Goldman Strategists Warn Credit Is Downplaying Recession Risk
Goldman Sachs added its voice to calls from PGIM and JPMorgan Asset Management flagging the upward risks to yield premiums in credit as the chances of recession in the U.S. mount.
October 21, 2022 at 04:34 PM
2 minute read
Financial Services and BankingGoldman Sachs Group Inc. strategists joined a growing chorus warning that credit markets need to do more to price in recession risks.
Risks are "largely skewed to the wider side" for Goldman's spread forecasts in 2023, credit strategists including Lotfi Karoui wrote in a report Oct. 20. This means that credit, which fell into a bear market in 2022, may be headed for further pain.

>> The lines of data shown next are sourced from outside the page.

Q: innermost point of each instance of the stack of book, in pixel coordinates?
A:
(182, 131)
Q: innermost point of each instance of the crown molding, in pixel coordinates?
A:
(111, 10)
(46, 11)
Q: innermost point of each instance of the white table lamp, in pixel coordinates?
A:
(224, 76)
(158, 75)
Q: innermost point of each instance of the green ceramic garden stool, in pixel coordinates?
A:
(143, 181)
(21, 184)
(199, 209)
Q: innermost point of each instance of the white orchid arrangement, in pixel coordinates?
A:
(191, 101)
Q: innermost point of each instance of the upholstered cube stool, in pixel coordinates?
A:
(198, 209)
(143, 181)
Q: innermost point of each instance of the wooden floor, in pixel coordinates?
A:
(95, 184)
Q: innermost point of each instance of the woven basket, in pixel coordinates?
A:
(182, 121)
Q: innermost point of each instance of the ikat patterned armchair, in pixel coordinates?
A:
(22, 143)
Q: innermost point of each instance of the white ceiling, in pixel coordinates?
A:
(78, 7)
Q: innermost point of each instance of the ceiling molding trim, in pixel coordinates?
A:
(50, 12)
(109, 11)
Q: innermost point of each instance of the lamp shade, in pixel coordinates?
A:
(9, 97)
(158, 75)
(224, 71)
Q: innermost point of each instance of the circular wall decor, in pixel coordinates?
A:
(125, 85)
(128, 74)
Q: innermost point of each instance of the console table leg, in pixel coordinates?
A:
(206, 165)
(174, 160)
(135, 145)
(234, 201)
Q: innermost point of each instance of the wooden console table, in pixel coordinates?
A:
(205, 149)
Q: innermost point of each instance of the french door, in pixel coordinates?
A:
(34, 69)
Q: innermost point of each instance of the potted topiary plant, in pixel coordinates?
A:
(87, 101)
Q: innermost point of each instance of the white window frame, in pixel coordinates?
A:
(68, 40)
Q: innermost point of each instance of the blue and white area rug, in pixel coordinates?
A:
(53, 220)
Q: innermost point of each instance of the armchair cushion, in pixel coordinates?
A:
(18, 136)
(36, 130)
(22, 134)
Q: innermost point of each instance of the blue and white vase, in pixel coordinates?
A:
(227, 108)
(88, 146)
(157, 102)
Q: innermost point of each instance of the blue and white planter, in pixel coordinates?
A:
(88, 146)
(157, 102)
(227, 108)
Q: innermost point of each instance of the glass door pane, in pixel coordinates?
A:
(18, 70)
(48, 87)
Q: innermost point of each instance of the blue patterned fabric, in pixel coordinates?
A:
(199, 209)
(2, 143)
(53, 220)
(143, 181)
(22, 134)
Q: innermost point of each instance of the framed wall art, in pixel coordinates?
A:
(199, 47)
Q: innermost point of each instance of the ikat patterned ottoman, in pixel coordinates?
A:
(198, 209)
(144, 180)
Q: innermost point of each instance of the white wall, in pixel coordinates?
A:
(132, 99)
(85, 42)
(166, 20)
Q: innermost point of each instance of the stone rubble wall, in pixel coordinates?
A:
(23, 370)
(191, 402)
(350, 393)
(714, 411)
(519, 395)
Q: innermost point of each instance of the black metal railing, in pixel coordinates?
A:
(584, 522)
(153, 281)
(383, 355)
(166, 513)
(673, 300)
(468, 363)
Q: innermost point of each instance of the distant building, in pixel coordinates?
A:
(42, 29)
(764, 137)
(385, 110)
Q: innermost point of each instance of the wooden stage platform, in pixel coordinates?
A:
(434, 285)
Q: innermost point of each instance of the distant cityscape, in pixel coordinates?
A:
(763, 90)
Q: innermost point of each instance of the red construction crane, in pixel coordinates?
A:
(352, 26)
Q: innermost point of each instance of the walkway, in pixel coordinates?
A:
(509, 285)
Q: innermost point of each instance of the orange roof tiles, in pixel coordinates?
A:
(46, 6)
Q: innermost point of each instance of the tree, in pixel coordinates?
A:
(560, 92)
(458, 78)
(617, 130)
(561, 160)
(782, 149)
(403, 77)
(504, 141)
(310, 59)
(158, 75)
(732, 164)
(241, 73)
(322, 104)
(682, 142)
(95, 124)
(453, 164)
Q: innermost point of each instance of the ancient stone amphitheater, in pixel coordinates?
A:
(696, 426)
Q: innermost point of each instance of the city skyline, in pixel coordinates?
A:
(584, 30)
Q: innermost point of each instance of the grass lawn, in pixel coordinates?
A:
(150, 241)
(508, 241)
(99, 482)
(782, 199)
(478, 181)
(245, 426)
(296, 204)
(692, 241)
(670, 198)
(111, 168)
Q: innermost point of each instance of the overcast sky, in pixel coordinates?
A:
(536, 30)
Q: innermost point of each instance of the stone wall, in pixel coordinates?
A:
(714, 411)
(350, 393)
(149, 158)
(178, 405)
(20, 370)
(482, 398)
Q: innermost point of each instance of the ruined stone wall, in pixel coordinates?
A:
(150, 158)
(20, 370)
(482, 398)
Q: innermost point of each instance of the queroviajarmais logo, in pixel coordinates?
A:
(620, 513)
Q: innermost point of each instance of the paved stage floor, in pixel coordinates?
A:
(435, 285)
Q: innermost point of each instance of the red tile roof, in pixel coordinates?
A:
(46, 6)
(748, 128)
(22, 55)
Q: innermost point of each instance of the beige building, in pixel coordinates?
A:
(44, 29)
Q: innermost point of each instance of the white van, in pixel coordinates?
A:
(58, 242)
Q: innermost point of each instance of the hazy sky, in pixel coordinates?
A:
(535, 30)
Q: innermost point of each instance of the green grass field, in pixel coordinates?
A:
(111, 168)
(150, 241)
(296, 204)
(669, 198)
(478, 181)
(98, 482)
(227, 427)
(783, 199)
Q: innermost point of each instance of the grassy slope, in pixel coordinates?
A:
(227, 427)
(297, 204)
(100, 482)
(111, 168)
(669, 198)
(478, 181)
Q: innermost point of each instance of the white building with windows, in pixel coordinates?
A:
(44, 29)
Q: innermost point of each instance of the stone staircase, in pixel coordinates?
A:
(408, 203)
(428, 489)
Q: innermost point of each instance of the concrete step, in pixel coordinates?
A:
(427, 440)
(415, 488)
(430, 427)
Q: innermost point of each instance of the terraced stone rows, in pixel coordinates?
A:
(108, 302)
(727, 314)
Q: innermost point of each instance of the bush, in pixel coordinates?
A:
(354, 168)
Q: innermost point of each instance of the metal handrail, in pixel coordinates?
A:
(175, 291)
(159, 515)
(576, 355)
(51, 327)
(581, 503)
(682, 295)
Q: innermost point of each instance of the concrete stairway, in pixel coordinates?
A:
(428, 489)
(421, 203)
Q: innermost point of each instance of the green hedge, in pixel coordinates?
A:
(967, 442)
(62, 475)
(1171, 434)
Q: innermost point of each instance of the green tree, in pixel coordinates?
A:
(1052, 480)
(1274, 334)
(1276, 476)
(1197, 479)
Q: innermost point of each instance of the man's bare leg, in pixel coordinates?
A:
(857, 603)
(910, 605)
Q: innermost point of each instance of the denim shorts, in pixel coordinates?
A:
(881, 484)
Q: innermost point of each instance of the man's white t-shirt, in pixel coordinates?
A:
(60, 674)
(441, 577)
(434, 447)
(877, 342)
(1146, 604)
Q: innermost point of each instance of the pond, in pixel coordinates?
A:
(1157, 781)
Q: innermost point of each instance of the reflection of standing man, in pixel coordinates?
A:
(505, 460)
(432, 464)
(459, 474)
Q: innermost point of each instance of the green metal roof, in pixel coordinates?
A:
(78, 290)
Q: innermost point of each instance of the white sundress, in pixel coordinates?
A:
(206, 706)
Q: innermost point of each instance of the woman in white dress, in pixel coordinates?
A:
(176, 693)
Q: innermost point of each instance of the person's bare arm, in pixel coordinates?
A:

The New York-based bank added its voice to calls from PGIM and JPMorgan Asset Management flagging the upward risks to yield premiums in credit as the chances of recession in the U.S. mount. Current spreads indicate that investors are still "complacent," JPMorgan Asset's Kelsey Berro said in an interview on Bloomberg Television this week.
"While the last four decades have seen credit spreads justifiably shrug off rising recessionary fears, we think the current episode is different," the Goldman strategists said. "Higher policy rates and real yields will continue to bolster the value proposition of cash, pushing the credit risk premium higher."
Goldman expects U.S. investment-grade spreads to widen to 175 basis by year-end, and for junk yield premiums to climb to 625 basis points. They may then tighten in the first half of 2023, it said.Bloomberg indexes show that high-grade U.S. yield premiums are currently at 163 basis points, just below their year-to-date high touched this month. Junk spreads are at 500 basis points, well below their high reached in July.
There is a possibility, however, that "the rebuild of risk premium is likely to extend into the next few quarters," the strategists wrote in the report.
The latest U.S. recession probability models by Bloomberg economists show a higher probability of contraction across all time frames, with the 12-month estimate of a downturn by October 2023 hitting 100%.
Finbarr Flynn reports for Bloomberg News.